L'arrivée de Badhain le «outsider», offre un nouveau souffle à l'opposition


Rédigé par E. Moris le Vendredi 29 Janvier 2021



Les dirigeants des trois partis de l’opposition (Ptr-PSMD-MMM) se sont enfin décidés à l'accepter après un bizutage politique en règle.

Le Reform Party intègre ainsi de plain pied le regroupement de l’opposition. Son leader, Roshi Bhadain sera une des composantes du regroupement de l’opposition qui briguera les suffrages aux prochaines élections mais d'abord devant les municipales.
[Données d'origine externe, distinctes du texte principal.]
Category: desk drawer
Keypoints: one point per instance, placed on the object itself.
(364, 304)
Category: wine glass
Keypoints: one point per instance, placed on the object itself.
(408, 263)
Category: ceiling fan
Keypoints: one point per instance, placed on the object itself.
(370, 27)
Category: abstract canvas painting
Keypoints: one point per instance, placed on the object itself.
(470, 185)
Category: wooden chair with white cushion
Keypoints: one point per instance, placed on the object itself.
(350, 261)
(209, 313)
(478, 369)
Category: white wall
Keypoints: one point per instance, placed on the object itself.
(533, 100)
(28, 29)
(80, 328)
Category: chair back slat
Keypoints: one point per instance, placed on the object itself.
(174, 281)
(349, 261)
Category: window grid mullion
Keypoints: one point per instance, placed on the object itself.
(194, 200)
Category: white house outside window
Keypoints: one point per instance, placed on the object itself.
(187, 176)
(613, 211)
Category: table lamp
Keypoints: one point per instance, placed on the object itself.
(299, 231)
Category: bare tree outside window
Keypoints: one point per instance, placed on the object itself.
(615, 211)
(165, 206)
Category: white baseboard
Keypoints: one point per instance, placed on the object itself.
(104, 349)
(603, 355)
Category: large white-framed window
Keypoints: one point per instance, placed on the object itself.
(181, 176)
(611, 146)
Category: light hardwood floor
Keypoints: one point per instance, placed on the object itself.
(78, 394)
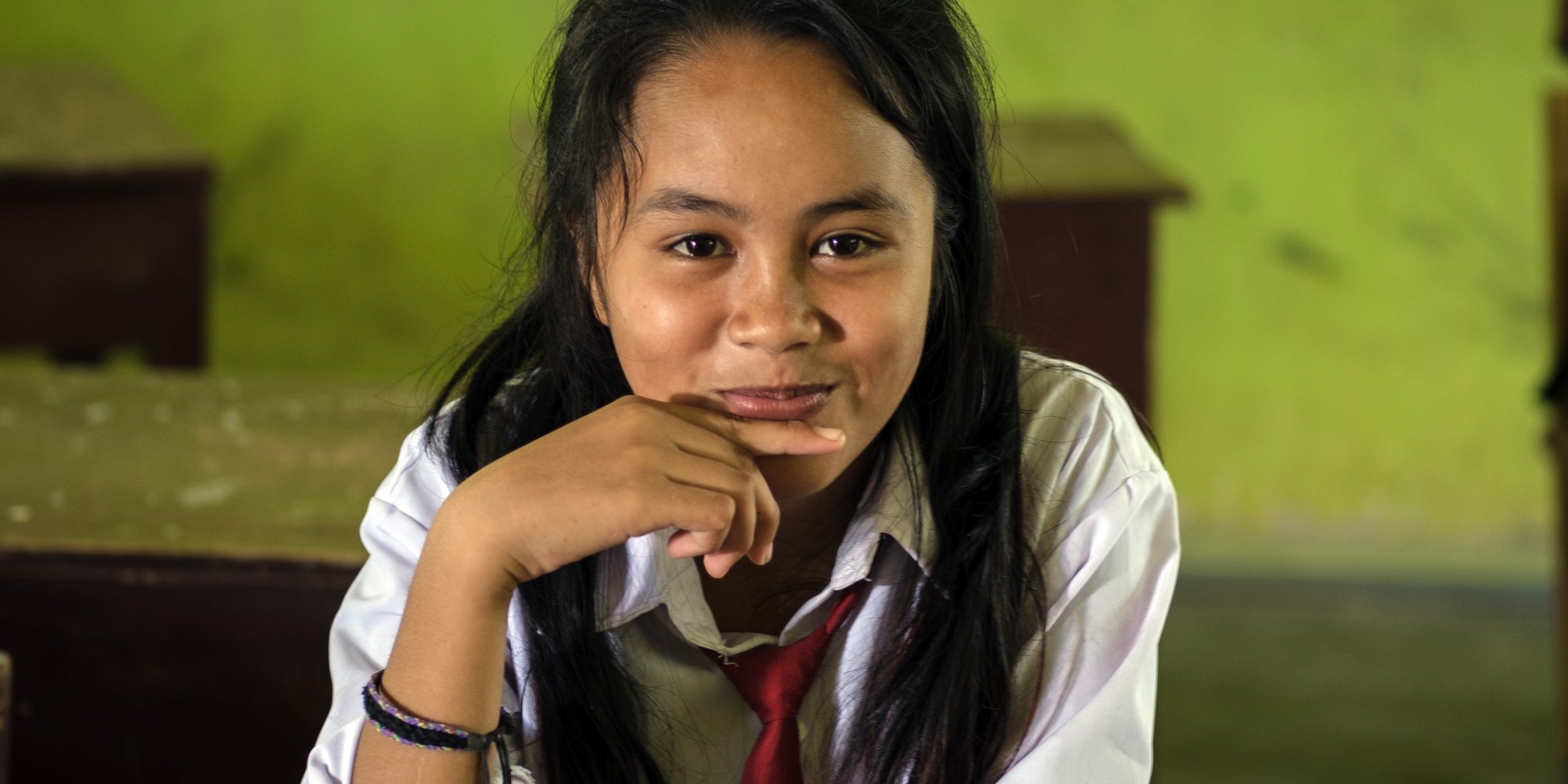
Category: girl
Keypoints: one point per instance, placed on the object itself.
(750, 413)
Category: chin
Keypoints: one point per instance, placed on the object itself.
(793, 477)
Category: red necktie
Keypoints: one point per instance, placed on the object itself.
(774, 681)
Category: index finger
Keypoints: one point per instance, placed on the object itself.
(763, 437)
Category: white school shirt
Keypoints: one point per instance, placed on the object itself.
(1098, 499)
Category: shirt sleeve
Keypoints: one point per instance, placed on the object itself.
(1109, 550)
(366, 625)
(1095, 716)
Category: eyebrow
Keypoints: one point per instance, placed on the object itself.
(684, 201)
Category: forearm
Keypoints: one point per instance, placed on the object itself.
(446, 664)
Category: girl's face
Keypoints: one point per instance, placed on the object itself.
(775, 258)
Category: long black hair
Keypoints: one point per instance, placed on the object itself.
(938, 700)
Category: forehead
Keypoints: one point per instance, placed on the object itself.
(766, 122)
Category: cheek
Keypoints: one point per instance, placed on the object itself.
(659, 335)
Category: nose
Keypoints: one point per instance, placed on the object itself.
(774, 308)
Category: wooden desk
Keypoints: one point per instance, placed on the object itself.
(1076, 203)
(103, 222)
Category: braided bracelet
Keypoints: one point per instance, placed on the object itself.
(413, 731)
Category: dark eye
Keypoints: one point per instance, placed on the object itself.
(844, 245)
(700, 247)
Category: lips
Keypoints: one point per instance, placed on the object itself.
(782, 404)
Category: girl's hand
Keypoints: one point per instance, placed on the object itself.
(631, 468)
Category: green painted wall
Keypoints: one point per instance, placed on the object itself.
(1352, 311)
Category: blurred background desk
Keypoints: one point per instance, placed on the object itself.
(103, 222)
(1076, 201)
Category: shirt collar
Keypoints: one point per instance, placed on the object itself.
(642, 576)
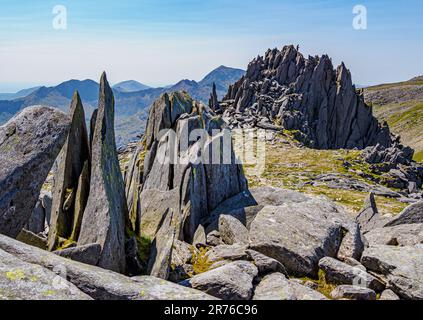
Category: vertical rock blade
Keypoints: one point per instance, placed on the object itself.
(71, 161)
(104, 216)
(29, 144)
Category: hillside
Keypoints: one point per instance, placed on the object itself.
(401, 105)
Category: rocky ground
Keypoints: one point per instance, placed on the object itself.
(343, 221)
(401, 105)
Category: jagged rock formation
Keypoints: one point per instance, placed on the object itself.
(71, 182)
(104, 216)
(29, 144)
(189, 189)
(306, 95)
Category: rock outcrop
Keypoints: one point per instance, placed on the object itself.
(307, 95)
(106, 210)
(25, 281)
(29, 144)
(71, 182)
(98, 283)
(173, 173)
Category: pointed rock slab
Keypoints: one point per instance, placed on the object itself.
(104, 215)
(353, 293)
(20, 280)
(67, 204)
(29, 144)
(98, 283)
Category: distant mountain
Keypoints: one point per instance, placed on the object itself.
(221, 76)
(131, 108)
(17, 95)
(130, 86)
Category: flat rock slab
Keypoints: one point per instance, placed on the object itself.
(277, 287)
(297, 235)
(233, 281)
(29, 144)
(398, 235)
(411, 214)
(232, 230)
(341, 273)
(353, 293)
(20, 280)
(101, 284)
(402, 266)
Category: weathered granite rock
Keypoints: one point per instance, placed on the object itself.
(352, 245)
(400, 235)
(402, 266)
(29, 144)
(388, 295)
(182, 253)
(341, 273)
(307, 95)
(161, 249)
(88, 254)
(99, 283)
(104, 216)
(32, 239)
(67, 203)
(199, 237)
(213, 101)
(214, 239)
(232, 230)
(411, 214)
(298, 236)
(265, 264)
(233, 281)
(36, 222)
(369, 217)
(190, 184)
(20, 280)
(353, 293)
(277, 287)
(228, 252)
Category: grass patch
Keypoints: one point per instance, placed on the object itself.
(200, 262)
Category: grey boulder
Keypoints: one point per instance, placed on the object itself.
(402, 266)
(98, 283)
(277, 287)
(233, 281)
(29, 144)
(87, 254)
(353, 293)
(232, 230)
(20, 280)
(340, 273)
(298, 236)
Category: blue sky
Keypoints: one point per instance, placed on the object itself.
(159, 42)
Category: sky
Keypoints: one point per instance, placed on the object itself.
(159, 42)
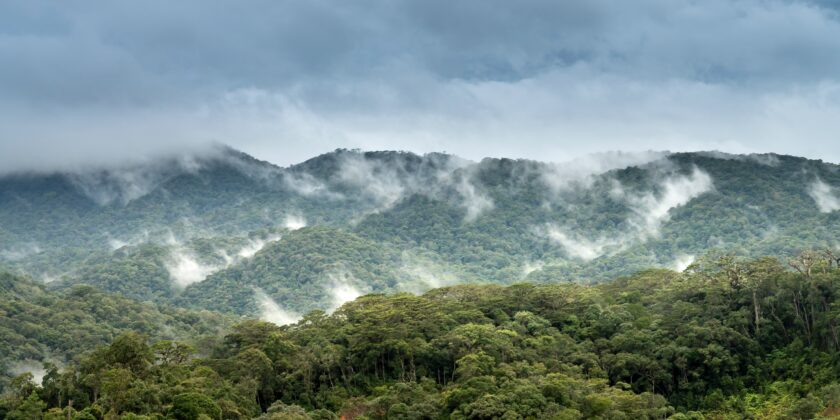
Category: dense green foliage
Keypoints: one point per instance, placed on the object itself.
(38, 325)
(410, 222)
(728, 338)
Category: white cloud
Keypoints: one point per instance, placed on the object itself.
(424, 274)
(652, 209)
(20, 252)
(649, 211)
(270, 311)
(34, 367)
(824, 196)
(185, 268)
(294, 222)
(577, 246)
(253, 246)
(341, 288)
(682, 262)
(582, 171)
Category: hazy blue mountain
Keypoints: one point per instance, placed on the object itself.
(222, 230)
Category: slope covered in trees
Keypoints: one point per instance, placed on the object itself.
(418, 221)
(728, 338)
(38, 325)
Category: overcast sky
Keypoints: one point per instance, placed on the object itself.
(84, 81)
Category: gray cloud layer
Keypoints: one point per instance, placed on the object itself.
(89, 81)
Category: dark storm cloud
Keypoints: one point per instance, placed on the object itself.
(90, 81)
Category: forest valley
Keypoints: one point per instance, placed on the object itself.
(728, 338)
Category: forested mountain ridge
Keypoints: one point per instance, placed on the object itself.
(424, 221)
(38, 325)
(727, 339)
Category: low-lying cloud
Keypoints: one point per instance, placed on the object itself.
(270, 311)
(581, 247)
(652, 209)
(681, 262)
(185, 268)
(648, 211)
(19, 252)
(341, 288)
(824, 195)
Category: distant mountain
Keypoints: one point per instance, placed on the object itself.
(223, 230)
(38, 325)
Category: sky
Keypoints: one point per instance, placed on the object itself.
(85, 82)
On sait très bien qu’il n’y avait pas de hasard, lorsque Rajesh Bhagwan, député mauve, qui n’écartait pas l’option Bhadain dans cette nouvelle coalition, déclarait « Letemps ava faire so travail. »  En entrant dans la cour des grands, Badhain offre ainsi un nouveau souffle aux partis politiques dits "traditionnels". Le souffle de la dernière chance diront certaines mauvaises langues.

Un bizutage réussi

Ce rite destiner à faciliter l'intégration des nouveaux-venus dans une formation n'est pas nouveau. Il faut faire ses preuves. Au sujet de l'ancien ministre de la Bonne gouvernance, politiquement, il ne valait pas grand-chose. Mais dans les faits, c’est un emmerdeur de première. Et, pour le gouvernement, un abcès aux fesses qui rend la position assise difficile.

En tout cas, il a le sens de la formule. Un brin sarcastique maniant l'humour avec dextérité, le leader du Reform Party est devenu très populaire au fil du temps, un personnage qui marque par ses traits d'esprit et le sens de la formule. Après sa traversée du désert lors de sa démission du gouvernement Jugnauth et les élections partielles à Quatre-Bornes, c'est sur les réseaux sociaux, qu'il a fidélisé ses "followers".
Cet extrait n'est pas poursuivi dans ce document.